Long term stabilisation - weight bearing exercise/ calcium supplement/ Vitamin D supplement.

C) Peripheral Neuropathy of lower legs - loss of feeling/ 'fizzy' sensation/ stumbling and tripping/ mottling of skin/ ulcers, attributed to impairment of vascular circulation due to Vitamin B12 deficiency.

Short-term palliative - steroids + anti inflamatories.

Long-term cure - Vitamin B12 supplement [note: I have been lucky in that a daily tablet seems to suffice; indicating that the remaining stomach tissue still secretes sufficient Co-Factor to enable me to absorb enough of this vital vitamin, so I have not had to resort to a 3 monthly injection.]

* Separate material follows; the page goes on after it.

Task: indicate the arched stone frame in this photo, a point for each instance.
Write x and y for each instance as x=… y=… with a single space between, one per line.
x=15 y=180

D) Tiredness/Lack of energy - undiagnosed - not definitively indicated by blood test Iron levels.

Long-term precaution - daily comprehensive EU NRV Supplement

I have never taken PPIs; preferring to control reflux by eating habit and sleeping posture.

All the above may be exacerbated if you also suffer from Diarrhea.

These deficiencies accumulate slowly, progressively, below the radar and by the time they manifest in a way that cannot be ignored there may be permanent damage which cannot be rectified.

Therefore my advice is that everybody should follow the precautionary principle from day one. Would that certain sections of the medical profession were equally well-informed and cautious.